Re: Node Recovery Questions

2018-09-14 Thread sean mcevoy
Hi Martin, List,

Just an update to let ye know how things went and what we learned.

We did the force-replace procedure to bring the new node into the cluster
in place of the old one. I attached to the riak erlang shell and with a
little hacking was able to get all the bitcask handles and then do a
bitcask:fold/3 to count keys. This showed that only a small percentage of
all keys were present on the new node, even after the handoffs and
transfers had completed.

Following the instructions at the bottom of this page:
https://docs.basho.com/riak/kv/2.2.0/using/repair-recovery/repairs/
I attached to the erlang shell again and ran these commands (replacing the
IP with our actual IP) to force repairs on all vnodes:

{ok, Ring} = riak_core_ring_manager:get_my_ring().
Partitions = [P || {P, 'dev1@127.0.0.1'} <-
riak_core_ring:all_owners(Ring)].
[riak_kv_vnode:repair(P) || P <- Partitions].

The progress was most easily monitored with: riak-admin handoff summary
and once complete the new node had the expected number of keys.

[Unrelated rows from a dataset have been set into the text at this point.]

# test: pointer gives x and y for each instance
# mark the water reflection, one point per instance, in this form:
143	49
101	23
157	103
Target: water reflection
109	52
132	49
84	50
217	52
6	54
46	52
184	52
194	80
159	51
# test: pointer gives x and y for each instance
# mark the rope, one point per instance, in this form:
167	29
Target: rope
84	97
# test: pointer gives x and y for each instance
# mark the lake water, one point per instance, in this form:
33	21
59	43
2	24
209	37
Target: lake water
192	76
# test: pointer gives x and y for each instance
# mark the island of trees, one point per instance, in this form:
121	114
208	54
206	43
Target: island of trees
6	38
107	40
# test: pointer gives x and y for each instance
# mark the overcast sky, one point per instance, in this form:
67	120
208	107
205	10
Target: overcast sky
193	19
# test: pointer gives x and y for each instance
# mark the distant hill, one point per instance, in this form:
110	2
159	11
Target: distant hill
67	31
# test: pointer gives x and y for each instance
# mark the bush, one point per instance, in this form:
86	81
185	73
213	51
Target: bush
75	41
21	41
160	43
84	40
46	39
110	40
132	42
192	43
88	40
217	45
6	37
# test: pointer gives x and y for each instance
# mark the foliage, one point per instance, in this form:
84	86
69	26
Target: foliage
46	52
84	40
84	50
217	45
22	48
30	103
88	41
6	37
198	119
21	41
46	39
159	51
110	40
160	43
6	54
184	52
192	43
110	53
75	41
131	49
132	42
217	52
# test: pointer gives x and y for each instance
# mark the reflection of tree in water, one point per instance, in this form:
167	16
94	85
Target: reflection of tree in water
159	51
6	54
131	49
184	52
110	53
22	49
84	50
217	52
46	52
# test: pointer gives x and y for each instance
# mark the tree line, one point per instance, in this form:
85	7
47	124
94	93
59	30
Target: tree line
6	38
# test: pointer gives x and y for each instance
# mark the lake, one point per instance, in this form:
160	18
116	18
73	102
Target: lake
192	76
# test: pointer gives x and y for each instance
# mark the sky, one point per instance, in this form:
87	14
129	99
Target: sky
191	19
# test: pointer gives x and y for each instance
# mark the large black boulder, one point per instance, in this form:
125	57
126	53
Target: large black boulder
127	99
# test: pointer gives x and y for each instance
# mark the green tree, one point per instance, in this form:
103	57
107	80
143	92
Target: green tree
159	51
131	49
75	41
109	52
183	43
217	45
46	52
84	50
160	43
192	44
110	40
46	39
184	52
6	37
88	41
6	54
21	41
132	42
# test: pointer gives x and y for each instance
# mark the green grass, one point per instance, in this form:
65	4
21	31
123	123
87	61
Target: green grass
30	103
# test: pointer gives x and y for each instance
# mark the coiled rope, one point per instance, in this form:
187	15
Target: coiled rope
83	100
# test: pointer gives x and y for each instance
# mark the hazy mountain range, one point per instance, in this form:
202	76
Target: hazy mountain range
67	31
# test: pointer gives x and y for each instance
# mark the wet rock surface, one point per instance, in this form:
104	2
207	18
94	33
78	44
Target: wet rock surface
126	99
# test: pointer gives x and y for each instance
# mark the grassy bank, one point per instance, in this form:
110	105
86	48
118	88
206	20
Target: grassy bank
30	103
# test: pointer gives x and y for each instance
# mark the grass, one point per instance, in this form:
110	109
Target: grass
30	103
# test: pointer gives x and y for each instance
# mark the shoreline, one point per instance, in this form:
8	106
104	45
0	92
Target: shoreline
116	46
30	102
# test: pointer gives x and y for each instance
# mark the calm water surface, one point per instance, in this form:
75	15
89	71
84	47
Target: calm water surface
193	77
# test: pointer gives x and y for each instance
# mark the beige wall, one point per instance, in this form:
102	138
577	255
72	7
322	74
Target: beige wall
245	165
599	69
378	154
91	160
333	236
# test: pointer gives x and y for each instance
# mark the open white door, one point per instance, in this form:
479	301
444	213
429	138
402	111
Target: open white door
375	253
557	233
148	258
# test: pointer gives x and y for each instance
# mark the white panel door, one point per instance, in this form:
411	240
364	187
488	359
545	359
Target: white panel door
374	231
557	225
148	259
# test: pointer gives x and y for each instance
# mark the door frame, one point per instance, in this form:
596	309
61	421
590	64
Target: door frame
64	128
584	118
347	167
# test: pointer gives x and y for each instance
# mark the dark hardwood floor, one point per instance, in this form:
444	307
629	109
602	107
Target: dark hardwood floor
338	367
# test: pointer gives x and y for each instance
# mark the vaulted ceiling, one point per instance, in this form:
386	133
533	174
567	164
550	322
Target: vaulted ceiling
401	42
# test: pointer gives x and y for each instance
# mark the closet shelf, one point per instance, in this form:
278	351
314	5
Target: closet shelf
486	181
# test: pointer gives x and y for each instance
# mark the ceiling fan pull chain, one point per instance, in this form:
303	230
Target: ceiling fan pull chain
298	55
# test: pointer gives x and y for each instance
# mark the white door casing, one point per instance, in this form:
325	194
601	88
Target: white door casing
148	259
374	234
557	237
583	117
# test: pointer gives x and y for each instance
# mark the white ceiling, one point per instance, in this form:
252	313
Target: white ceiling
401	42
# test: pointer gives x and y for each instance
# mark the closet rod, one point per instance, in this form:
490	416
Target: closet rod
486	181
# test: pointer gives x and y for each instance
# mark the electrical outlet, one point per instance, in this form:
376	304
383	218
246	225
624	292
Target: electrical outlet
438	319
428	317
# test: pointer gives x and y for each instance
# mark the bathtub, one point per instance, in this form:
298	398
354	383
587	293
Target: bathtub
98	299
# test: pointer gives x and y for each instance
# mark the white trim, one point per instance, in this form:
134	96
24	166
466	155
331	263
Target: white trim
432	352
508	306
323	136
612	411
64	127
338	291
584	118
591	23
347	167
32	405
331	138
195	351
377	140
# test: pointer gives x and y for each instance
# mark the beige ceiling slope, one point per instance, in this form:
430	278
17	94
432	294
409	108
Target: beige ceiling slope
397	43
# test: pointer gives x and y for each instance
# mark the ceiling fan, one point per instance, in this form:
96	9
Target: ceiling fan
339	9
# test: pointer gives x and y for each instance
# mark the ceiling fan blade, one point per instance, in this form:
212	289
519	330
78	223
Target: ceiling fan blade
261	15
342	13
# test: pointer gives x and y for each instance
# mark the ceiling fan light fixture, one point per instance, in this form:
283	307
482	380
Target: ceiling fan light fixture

Counting the keys is more than a bit hacky and occasionally caused a seg
fault if there was background traffic, so I don't recommend it in general.
But it did allow us to verify where the data was in our test env and then
we could trust the procedure without counting keys in production.
Monitoring the size of the bitcask directory is a lot lower resolution but
it is at least safe, the results were similar in test & production so it
was sufficient to verify the above procedure.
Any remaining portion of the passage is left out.